10 Questions with Bouncyband
For a kid, sitting at a desk for several hours a day can be difficult, as they may feel the urge to move and fidget. With the arrival of Bouncybands, students could move their lower bodies while seated at their desks. Like a duck swimming on a pond, their feet could move as much as they needed while their upper body remained still and attentive.
Scott Ertl created the first Bouncyband in 2014 to help students move while they sat at their desks. Four years later, business partners Jeffrey Elsner and Steve Wampold bought the Connecticut-based company. Wampold is the founder of BigMouth Inc., which manufactured signature pool floats; Elsner was the vice president of international sales and development before the company was sold to Private Equity. They discovered Bouncybands at Staff Development for Educators’ (SDE) 2018 conference in Las Vegas show where teachers were expounding on the product’s benefits in the classroom; Bouncybands continues to exhibit at EDspaces. “Steve and I wanted to get into a business where we could use our innovative skills to create new products,” Elsner said. “We found an industry in Bouncyband where we could give back.”

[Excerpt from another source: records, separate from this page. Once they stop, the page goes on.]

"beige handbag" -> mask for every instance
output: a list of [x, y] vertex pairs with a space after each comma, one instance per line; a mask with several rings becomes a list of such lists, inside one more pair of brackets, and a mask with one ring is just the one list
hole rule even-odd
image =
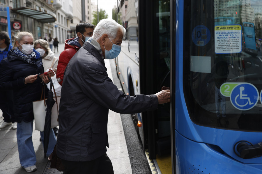
[[[55, 91], [54, 85], [52, 85], [55, 97], [54, 99], [56, 101], [54, 104], [52, 108], [52, 115], [51, 116], [51, 127], [52, 128], [58, 126], [58, 109], [59, 108], [59, 104], [60, 103], [60, 97], [57, 97]], [[45, 119], [46, 105], [45, 98], [44, 87], [44, 86], [42, 89], [41, 94], [41, 99], [33, 102], [33, 110], [34, 117], [35, 119], [35, 126], [36, 130], [40, 131], [43, 131], [44, 130], [45, 122]], [[43, 93], [44, 93], [44, 99], [42, 99]]]

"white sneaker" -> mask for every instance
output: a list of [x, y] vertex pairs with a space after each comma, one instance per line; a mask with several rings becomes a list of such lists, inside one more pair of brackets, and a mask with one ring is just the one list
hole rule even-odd
[[28, 172], [32, 172], [36, 170], [36, 165], [34, 165], [32, 166], [24, 168]]
[[15, 122], [13, 123], [13, 127], [12, 128], [13, 129], [16, 129], [17, 128], [17, 122]]
[[0, 125], [0, 129], [1, 129], [2, 128], [3, 128], [5, 127], [6, 127], [8, 125], [10, 125], [10, 124], [12, 124], [12, 122], [10, 122], [10, 123], [7, 123], [5, 122], [3, 122], [3, 123], [2, 123], [2, 124]]

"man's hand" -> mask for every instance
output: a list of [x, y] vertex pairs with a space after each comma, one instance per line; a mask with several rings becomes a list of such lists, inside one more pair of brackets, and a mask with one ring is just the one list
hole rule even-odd
[[37, 74], [36, 74], [28, 76], [24, 78], [24, 84], [27, 84], [28, 83], [33, 83], [37, 79]]
[[155, 95], [157, 97], [158, 104], [163, 104], [170, 102], [170, 89], [162, 90]]

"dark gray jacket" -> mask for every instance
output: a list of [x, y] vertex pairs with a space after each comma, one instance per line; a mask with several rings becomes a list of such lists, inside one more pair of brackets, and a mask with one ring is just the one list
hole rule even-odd
[[59, 109], [57, 155], [72, 161], [97, 158], [108, 147], [109, 109], [123, 113], [157, 108], [155, 95], [124, 94], [108, 77], [103, 60], [86, 42], [65, 72]]

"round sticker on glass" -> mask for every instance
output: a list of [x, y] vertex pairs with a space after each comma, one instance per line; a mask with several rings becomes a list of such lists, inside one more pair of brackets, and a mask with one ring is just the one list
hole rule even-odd
[[198, 25], [194, 28], [192, 32], [192, 40], [197, 46], [206, 45], [210, 40], [210, 31], [206, 26]]

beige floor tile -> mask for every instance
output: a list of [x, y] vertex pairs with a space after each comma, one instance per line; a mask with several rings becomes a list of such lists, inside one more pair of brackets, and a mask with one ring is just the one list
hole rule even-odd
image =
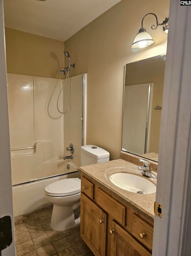
[[94, 256], [94, 255], [92, 252], [90, 252], [86, 254], [84, 256]]
[[75, 252], [80, 256], [85, 255], [91, 252], [90, 249], [84, 241], [76, 244], [72, 247]]
[[58, 252], [58, 256], [78, 256], [74, 249], [72, 247], [70, 247]]
[[38, 219], [34, 219], [28, 222], [26, 222], [25, 223], [27, 227], [28, 230], [33, 229], [36, 228], [40, 227], [41, 226], [41, 224]]
[[78, 231], [76, 231], [75, 233], [67, 236], [66, 238], [72, 246], [83, 241]]
[[37, 249], [36, 252], [39, 256], [53, 256], [56, 254], [51, 243]]
[[42, 225], [44, 231], [46, 233], [48, 233], [51, 231], [53, 231], [53, 230], [50, 228], [50, 222], [47, 223], [47, 224], [43, 224]]
[[65, 236], [61, 231], [51, 231], [49, 233], [47, 233], [47, 235], [51, 242], [58, 240], [58, 239], [64, 237]]
[[24, 256], [38, 256], [38, 255], [36, 250], [34, 250], [34, 251], [32, 251], [30, 252], [28, 252], [28, 253], [26, 253]]
[[16, 246], [18, 255], [20, 256], [35, 250], [33, 240], [30, 240]]
[[47, 208], [44, 208], [36, 211], [36, 213], [38, 218], [43, 217], [50, 214], [50, 213]]
[[75, 233], [77, 231], [76, 228], [71, 228], [71, 229], [69, 229], [66, 231], [63, 231], [62, 232], [64, 235], [64, 236], [67, 237], [67, 236], [70, 235], [73, 233]]
[[79, 226], [77, 226], [77, 227], [76, 227], [76, 229], [77, 231], [79, 231], [79, 232], [80, 231], [80, 225], [79, 225]]
[[33, 242], [36, 249], [42, 247], [50, 243], [50, 240], [46, 234], [34, 238], [33, 239]]
[[15, 244], [16, 245], [30, 240], [31, 239], [29, 232], [28, 231], [15, 235]]
[[38, 216], [36, 214], [36, 213], [34, 212], [28, 214], [25, 214], [23, 215], [23, 218], [25, 222], [30, 221], [34, 219], [36, 219], [38, 218]]
[[19, 225], [19, 224], [22, 224], [23, 223], [24, 223], [24, 220], [23, 216], [18, 216], [16, 217], [15, 217], [14, 218], [14, 222], [15, 225]]
[[49, 214], [45, 216], [43, 216], [39, 218], [39, 220], [42, 225], [44, 225], [47, 223], [50, 223], [51, 220], [51, 214]]
[[27, 231], [27, 228], [25, 223], [16, 225], [15, 227], [15, 234], [19, 234]]
[[70, 244], [66, 237], [61, 238], [53, 242], [52, 244], [57, 253], [71, 247]]
[[33, 229], [30, 229], [29, 230], [29, 231], [32, 239], [46, 234], [46, 232], [42, 226], [35, 228]]

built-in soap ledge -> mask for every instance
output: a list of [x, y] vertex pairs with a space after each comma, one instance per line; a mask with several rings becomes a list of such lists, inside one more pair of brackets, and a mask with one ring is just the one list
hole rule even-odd
[[[135, 155], [133, 155], [127, 152], [121, 151], [120, 154], [120, 158], [123, 160], [127, 161], [132, 164], [133, 164], [138, 166], [140, 166], [140, 162], [138, 160], [140, 159], [144, 158], [143, 156], [139, 156]], [[148, 158], [145, 158], [145, 159], [148, 159]], [[158, 163], [152, 160], [149, 160], [150, 163], [151, 168], [152, 171], [157, 172], [158, 167]]]

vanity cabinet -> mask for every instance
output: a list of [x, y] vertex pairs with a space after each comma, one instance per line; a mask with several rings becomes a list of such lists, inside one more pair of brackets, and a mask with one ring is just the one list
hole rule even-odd
[[82, 175], [80, 235], [96, 256], [152, 255], [153, 223]]

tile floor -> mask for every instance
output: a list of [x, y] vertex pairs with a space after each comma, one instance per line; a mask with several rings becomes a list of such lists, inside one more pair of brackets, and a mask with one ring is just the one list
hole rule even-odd
[[65, 232], [52, 229], [53, 207], [15, 217], [16, 256], [93, 256], [79, 226]]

The company has expanded its product base from the original Bouncyband to include more than 75 products, with about 10 new items being released each year. Within a year of buying Bouncyband, Wampold designed the brand’s Wiggle Wobble Chair Feet. Other items include Balance Balls, Wiggle Seats and Fidget Sticks. It has expanded to include sensory items such as weighted blankets, dark dens and the Peapod, an inflatable canoe-shaped sitting space.
“We’re best known for innovation and quality,” Elsner stated. “This industry is really quite new and we have expanded on the initial concepts of different types of sensory products and have developed different kinds of lines.”
Elsner, vice president of Bouncyband, discusses the importance of fidget devices and sensory tools and what makes Bouncyband products unique.
Business is exploding. We’re up about 40 percent this year and we were up about 35 percent last year. We’ve been growing every year and quite significantly. The demand, the awareness of this type of product has been growing tremendously as well. It’s been very encouraging and rewarding to see, because so many kids are being helped by the product.
What sets Bouncyband apart from other fidget band manufacturers?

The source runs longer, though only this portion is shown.